S’il y a un truc que le musicophile ne peut reprocher à Jacques Barbéri, Philippe Perreaudin et Laurent Pernice, qui forment le groupe Palo Alto, c’est de produire de la poutine grand public. Depuis plus de trente ans, cette formation française ose et tente. Ses irréductibles membres ont tâté de tout : musiques improvisées puis composées; réorientations vers l’électronique, l’industriel et le post-punk, entre autres; collaborations avec divers créateurs, dont les groupes français Klimperei et Déficit des Années Antérieures; participation à la bande-son du film Louise-Michel; hommages à Tuxedomoon, Ptôse, Nino Ferrer, The Residents et au cultissime auteur de science-fiction J. G. Ballard; adaptation vidéo de La Chasse au Snark de Lewis Carroll; création de l’étiquette spécialisée Halte aux Records et on en passe.
Une constante demeure, toutefois, dans le parcours de Palo Alto : le recours aux références littéraires, surtout de science-fiction. Rien d’étonnant puisque Jacques Barbéri est auteur de SF à part entière. Sur le double album Difference and Repetition – A musical evocation of Gilles Deleuze, un autre écrivain de SF est d’ailleurs mis à contribution : Alain Damasio, qui a écrit et déclamé les trois textes de la pièce Triptych, soit Gilles Deleuze est mort, Longtemps après l’écho du combat et Chaosmos.
Outre Damasio, les risque-tout de Palo Alto ont aussi convié d’autres personnages singuliers à ce projet qui non seulement commémore le pop philosophe Deleuze, mais salue l’album Third des proto-progueux Soft Machine. Ainsi, sur The Tears Of Nietzsche, Richard Pinhas plaque sa guitare distordue sur son propre essai Les Larmes de Nietzsche – Deleuze et la musique. Le multi-instrumentiste Thierry Zaboitzeff (ex-Art Zoyd) violente Rhizome de son violoncelle électrique. Puis, le chevalier de l’avant-garde new-yorkaise Rhys Chatham pimente de sa trompette la pièce Différence et répétition.

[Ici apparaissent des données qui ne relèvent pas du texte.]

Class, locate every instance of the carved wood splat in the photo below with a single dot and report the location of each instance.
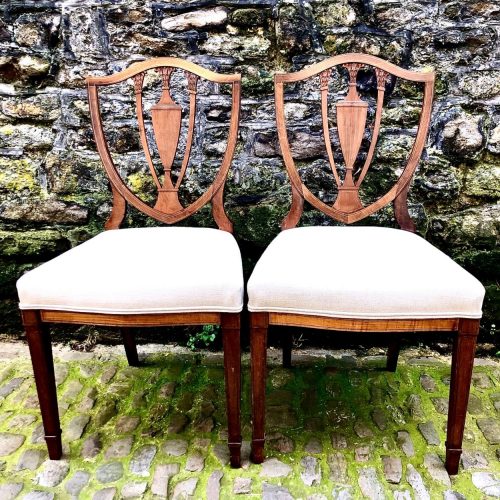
(351, 123)
(166, 117)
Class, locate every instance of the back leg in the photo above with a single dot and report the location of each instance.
(393, 353)
(128, 337)
(286, 342)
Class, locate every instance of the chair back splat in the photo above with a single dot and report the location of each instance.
(166, 117)
(351, 115)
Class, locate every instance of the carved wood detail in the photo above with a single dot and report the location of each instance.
(351, 122)
(166, 119)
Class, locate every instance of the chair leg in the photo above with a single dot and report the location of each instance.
(464, 347)
(40, 348)
(230, 325)
(286, 342)
(128, 337)
(393, 353)
(258, 344)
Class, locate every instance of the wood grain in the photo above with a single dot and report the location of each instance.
(351, 119)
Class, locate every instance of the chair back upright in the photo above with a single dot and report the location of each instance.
(351, 120)
(166, 119)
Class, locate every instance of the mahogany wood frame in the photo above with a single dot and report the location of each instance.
(348, 208)
(166, 210)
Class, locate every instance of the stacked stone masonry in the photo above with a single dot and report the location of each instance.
(53, 190)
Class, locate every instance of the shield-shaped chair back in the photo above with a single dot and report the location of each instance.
(351, 118)
(166, 116)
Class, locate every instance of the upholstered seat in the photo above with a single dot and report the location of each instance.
(143, 270)
(361, 272)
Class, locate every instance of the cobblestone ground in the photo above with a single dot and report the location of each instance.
(338, 427)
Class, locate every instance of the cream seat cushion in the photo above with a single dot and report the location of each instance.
(144, 270)
(361, 272)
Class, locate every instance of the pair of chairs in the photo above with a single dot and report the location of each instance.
(336, 278)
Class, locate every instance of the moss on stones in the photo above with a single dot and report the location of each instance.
(32, 245)
(18, 175)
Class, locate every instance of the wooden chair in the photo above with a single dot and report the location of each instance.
(369, 279)
(152, 276)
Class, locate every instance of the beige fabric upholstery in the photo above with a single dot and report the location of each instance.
(361, 272)
(145, 270)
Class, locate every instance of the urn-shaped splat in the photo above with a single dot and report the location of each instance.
(166, 118)
(351, 122)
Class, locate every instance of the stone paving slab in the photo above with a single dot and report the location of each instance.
(337, 429)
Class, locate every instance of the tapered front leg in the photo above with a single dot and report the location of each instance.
(258, 345)
(286, 342)
(43, 368)
(464, 347)
(393, 353)
(128, 337)
(230, 324)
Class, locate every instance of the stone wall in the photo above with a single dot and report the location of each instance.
(53, 191)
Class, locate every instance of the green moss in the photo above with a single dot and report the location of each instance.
(142, 185)
(18, 175)
(337, 44)
(249, 18)
(482, 181)
(35, 245)
(257, 224)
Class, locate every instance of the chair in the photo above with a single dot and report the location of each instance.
(150, 276)
(369, 279)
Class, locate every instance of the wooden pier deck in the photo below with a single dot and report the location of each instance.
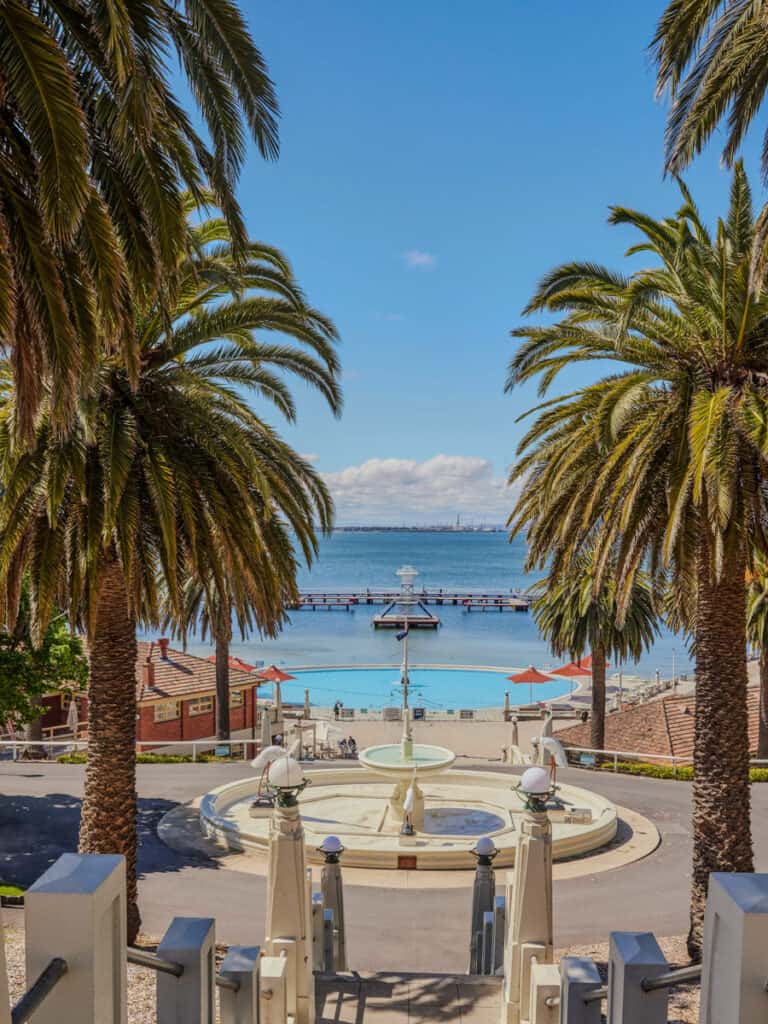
(469, 600)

Au fil de ces quatre pièces de presque vingt minutes chacune, des synthés à foison, des percussions naturelles et électroniques ainsi que divers sons d’origines non identifiées s’imbriquent aux instruments et voix susmentionnés. En résulte un capharnaüm harmonieux dont l’apparente complexité ne doit en rien rebuter le musicophile, qui y fera de roboratives trouvailles.